On January 8, Uber announced to California customers that it would begin showing price estimates instead of fixed prices in response to California’s AB-5 law, which makes it difficult to classify drivers as independent contractors, instead of employees. The gig economy law went into effect on January 1. The law has notably impacted companies like Uber, Lyft, DoorDash, and Postmates, who can no longer classify workers as contractors and instead must classify them as employees, thus requiring higher pay and benefits. Uber and Postmates previously sued against AB-5 claiming it was unconstitutional.
“Due to a new state law, we are making some changes to help ensure that Uber remains a dependable source of flexible work for California drivers,” Uber stated in an email.
Uber sent an email out to California riders, stating the final price would be calculated at the end of the trip “based on the actual time and distance traveled.” This change only applies to private rides; upfront pricing would still be provided for Uber pool users. Uber stated changes were made to its fare structuring. It will continue to pay drivers per minute and mile; however, Uber would now take a fixed 25 percent cut; instead of its previously varying cuts. Surge pricing would be a multiple of the price instead of a fixed amount. Uber is now providing California drivers with more information about a trip before accepting it, including the estimated cost, length and distance and can reject the ride request without penalty.
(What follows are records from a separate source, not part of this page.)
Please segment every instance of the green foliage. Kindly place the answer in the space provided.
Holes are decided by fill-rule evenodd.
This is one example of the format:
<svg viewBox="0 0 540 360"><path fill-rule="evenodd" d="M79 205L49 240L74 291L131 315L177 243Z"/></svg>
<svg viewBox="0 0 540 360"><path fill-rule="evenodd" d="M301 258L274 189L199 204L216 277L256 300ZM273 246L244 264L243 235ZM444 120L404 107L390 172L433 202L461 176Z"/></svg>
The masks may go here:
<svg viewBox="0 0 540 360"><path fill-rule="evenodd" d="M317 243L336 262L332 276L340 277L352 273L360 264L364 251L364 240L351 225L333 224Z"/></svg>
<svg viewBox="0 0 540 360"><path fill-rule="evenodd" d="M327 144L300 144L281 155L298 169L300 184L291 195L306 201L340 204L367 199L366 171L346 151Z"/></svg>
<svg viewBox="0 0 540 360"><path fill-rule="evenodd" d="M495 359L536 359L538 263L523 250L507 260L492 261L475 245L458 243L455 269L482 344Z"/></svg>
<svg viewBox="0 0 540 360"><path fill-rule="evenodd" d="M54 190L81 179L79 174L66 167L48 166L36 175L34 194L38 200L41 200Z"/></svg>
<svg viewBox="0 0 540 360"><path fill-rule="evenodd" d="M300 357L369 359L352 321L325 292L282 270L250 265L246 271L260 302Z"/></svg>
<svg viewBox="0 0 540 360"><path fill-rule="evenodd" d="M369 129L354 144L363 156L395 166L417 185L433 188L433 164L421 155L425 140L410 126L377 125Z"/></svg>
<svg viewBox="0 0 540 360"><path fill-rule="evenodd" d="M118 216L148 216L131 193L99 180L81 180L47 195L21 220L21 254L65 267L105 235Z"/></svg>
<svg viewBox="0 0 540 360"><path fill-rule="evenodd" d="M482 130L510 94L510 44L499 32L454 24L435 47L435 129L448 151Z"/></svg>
Some changes would also apply to Uber Eats.
Other changes will allow users “to schedule rides with [their] ‘favorite drivers’ after giving them a 5-star rating; [t]hose drivers can accept or refuse the rides.” Uber also announced that it was stopping some of its reward perks for frequent users. Other changes are still in progress.
Uber is hoping that these changes will solidify that Uber is a technology company, not a transportation company.